Esse ponto exige atenção redobrada das áreas jurídicas e de compliance das instituições, tanto para evitar negativas indevidas quanto para garantir a integridade das limitações legítimas.
d) Comunicação com o investidor
Instituições financeiras deverão adotar estratégias eficazes de comunicação para evitar litígios ou insatisfações relacionadas ao processo de portabilidade. Isso envolve:
- Clareza quanto a prazos e condições;
- Relatórios e avisos de andamento;
- Disponibilização de canais de atendimento especializados.
A ausência de transparência nesse aspecto pode resultar em sanções pela CVM, inclusive sob o prisma do dever de boa-fé e da proteção do investidor.
Conclusão: O Caminho para um Mercado Mais Competitivo e Transparente
A implementação da portabilidade de investimentos no Brasil, conforme disciplinada pelas Resoluções CVM nº 209, 210 e 229, constitui um marco regulatório relevante, alinhado às melhores práticas internacionais. Seu sucesso, no entanto, dependerá do engajamento de todos os participantes do mercado.
Ao proporcionar maior mobilidade, padronização e transparência, o novo regime fortalece os pilares concorrenciais do setor e amplia o poder de escolha dos investidores. Instituições que se anteciparem aos desafios operacionais e souberem integrar a regulação à sua estratégia de relacionamento com o cliente poderão se posicionar como protagonistas em um ambiente cada vez mais dinâmico e orientado pela eficiência.

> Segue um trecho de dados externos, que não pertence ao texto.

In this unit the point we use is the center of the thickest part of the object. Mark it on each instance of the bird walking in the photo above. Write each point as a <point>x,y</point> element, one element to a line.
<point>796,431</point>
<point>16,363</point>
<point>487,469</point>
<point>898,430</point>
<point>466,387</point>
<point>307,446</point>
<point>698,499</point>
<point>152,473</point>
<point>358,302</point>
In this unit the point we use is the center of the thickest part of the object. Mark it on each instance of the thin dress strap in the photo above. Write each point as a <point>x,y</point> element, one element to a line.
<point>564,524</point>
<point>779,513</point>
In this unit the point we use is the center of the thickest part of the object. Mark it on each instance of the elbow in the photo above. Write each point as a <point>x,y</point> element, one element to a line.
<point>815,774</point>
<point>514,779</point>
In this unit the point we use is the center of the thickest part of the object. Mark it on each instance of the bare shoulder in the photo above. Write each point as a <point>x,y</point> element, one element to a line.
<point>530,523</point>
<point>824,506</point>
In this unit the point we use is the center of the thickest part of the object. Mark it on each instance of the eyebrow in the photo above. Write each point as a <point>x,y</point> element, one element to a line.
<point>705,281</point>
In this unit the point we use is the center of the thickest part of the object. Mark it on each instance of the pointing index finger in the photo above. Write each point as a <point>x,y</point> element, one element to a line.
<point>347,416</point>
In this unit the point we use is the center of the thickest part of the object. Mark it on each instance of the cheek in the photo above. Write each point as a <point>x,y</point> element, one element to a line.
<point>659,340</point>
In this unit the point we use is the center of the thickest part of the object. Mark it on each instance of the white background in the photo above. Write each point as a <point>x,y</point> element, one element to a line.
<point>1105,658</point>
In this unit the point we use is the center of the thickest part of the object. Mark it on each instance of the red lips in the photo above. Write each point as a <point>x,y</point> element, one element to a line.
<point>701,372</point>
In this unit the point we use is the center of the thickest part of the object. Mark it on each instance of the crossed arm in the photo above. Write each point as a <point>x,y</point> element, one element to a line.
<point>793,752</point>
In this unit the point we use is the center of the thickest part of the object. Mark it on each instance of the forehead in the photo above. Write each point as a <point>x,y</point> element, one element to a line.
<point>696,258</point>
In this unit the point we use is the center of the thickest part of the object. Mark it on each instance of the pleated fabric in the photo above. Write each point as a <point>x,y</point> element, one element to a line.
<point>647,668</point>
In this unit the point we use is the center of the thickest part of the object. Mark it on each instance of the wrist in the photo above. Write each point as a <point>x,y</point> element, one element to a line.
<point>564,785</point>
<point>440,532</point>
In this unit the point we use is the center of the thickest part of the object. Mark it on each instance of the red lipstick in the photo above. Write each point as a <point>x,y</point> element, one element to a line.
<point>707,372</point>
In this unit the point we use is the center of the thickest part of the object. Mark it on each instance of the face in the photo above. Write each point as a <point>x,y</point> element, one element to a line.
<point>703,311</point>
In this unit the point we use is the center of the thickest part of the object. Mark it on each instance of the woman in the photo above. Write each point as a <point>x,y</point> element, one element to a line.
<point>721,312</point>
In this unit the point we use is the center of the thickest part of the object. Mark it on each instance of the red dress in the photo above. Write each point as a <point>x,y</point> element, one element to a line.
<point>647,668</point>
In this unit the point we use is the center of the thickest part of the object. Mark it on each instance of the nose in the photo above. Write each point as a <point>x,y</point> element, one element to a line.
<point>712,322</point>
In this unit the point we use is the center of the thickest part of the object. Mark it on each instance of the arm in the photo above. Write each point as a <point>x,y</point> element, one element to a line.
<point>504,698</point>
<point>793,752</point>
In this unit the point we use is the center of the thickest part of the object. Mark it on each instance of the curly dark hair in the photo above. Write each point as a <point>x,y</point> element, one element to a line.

A extensão do prazo de entrada em vigor para janeiro de 2026, promovida pela Resolução CVM nº 229, representa uma oportunidade valiosa para ajustes operacionais e estratégicos. Trata-se de um momento propício para o mercado revisar seus procedimentos, reforçar suas estruturas tecnológicas e consolidar uma abordagem mais centrada no investidor.